The bane of all that is fair and decent in Web publishing. Okay, maybe that's a little harsh but Microsoft's plan to insert these so-called smart tags (which link to Microsoft sponsored sites) into any page that you browse or any document that you publish would be quite detrimental to authors and editors because it basically modifies your document without the permission of the source.

There are plans to have this included as a "feature" on Windows XP but the public furor over it may cause Microsoft to have second thoughts.

It's an interesting spin on how we include hard links on our WUs here on E2...except that the author would have no control over the links being added.

This sort of behavior was formerly used by DejaNews. The Usenet articles, when viewed in full HTML mode, had links from popular trademarked works to the advertiser's websites.

Personally, I think this "smart" idea will meet the same fate as Deja's advertisement bombardment had: People will get annoyed about it and use something better¹. At least Microsoft promised this option would be optional... This sort of linking can be very, very confusing.

(Also, people think this linking is similiar to E2's linking - it smells more like Wiki, though, because E2 will only have specifically linked words (hardlinks) and links created by traversing links (softlinks), and Wiki uses automatically linked words between nodes. Even then, it's different...)

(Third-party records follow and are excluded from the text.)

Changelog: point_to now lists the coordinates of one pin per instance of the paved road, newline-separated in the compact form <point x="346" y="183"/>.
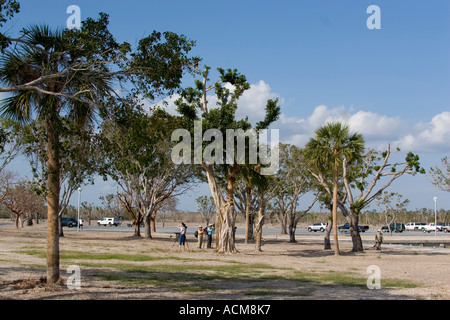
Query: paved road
<point x="241" y="231"/>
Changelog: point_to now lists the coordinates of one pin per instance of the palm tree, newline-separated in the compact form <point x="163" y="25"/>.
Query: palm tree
<point x="332" y="144"/>
<point x="62" y="94"/>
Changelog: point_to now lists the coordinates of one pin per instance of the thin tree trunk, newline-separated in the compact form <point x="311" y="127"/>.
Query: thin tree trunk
<point x="326" y="239"/>
<point x="335" y="191"/>
<point x="354" y="232"/>
<point x="227" y="228"/>
<point x="53" y="200"/>
<point x="248" y="193"/>
<point x="147" y="227"/>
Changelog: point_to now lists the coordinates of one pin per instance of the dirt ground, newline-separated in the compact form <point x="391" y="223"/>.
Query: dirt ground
<point x="281" y="271"/>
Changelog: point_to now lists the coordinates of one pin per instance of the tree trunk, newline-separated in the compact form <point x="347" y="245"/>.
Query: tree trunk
<point x="248" y="193"/>
<point x="326" y="239"/>
<point x="227" y="217"/>
<point x="153" y="221"/>
<point x="260" y="223"/>
<point x="53" y="182"/>
<point x="292" y="228"/>
<point x="137" y="228"/>
<point x="17" y="221"/>
<point x="354" y="232"/>
<point x="283" y="222"/>
<point x="147" y="227"/>
<point x="335" y="191"/>
<point x="61" y="232"/>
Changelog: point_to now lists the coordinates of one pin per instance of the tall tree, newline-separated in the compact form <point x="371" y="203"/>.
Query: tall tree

¹ in Deja's case, I always linked to text versions of the articles - those didn't have any advertising. Deja is now owned by Google, and Google's web advertising scheme is much less obstructing than link bombardment.

Microsoft dropped smart tag support in Windows XP and IE 6. They were not included in either shipping product. The following information was written prior to this disclosure by Microsoft.

"Smart Tags" are used in Office XP and Internet Explorer 6.0, not Windows XP (as of pre-release candidate 1).

The way Smart Tags work in Internet Explorer is, after the page is loaded by the browser, it is scanned for certain words, such as "Microsoft" or "AOL." When the text string is found, it is given a unique underline to differentiate it from other hyperlinks; the underline is purple, and is squiggly much like the line under misspelled words in Office. When the mouse is placed over the Smart Tag link, a small square appears above or below the link with a yellow circle and the letter "i," presumably for "information." The user can then click the "i" to open a small tooltip that holds information about the Smart Tag, such as the actual link to its target, information about the link or the word highlighted, etc. It is not invasive, and is discernible from the other links. Smart Tags are disabled by default in Internet Explorer 6.00.2485, the second-most recent build of both IE and Windows XP as of the time of this writing.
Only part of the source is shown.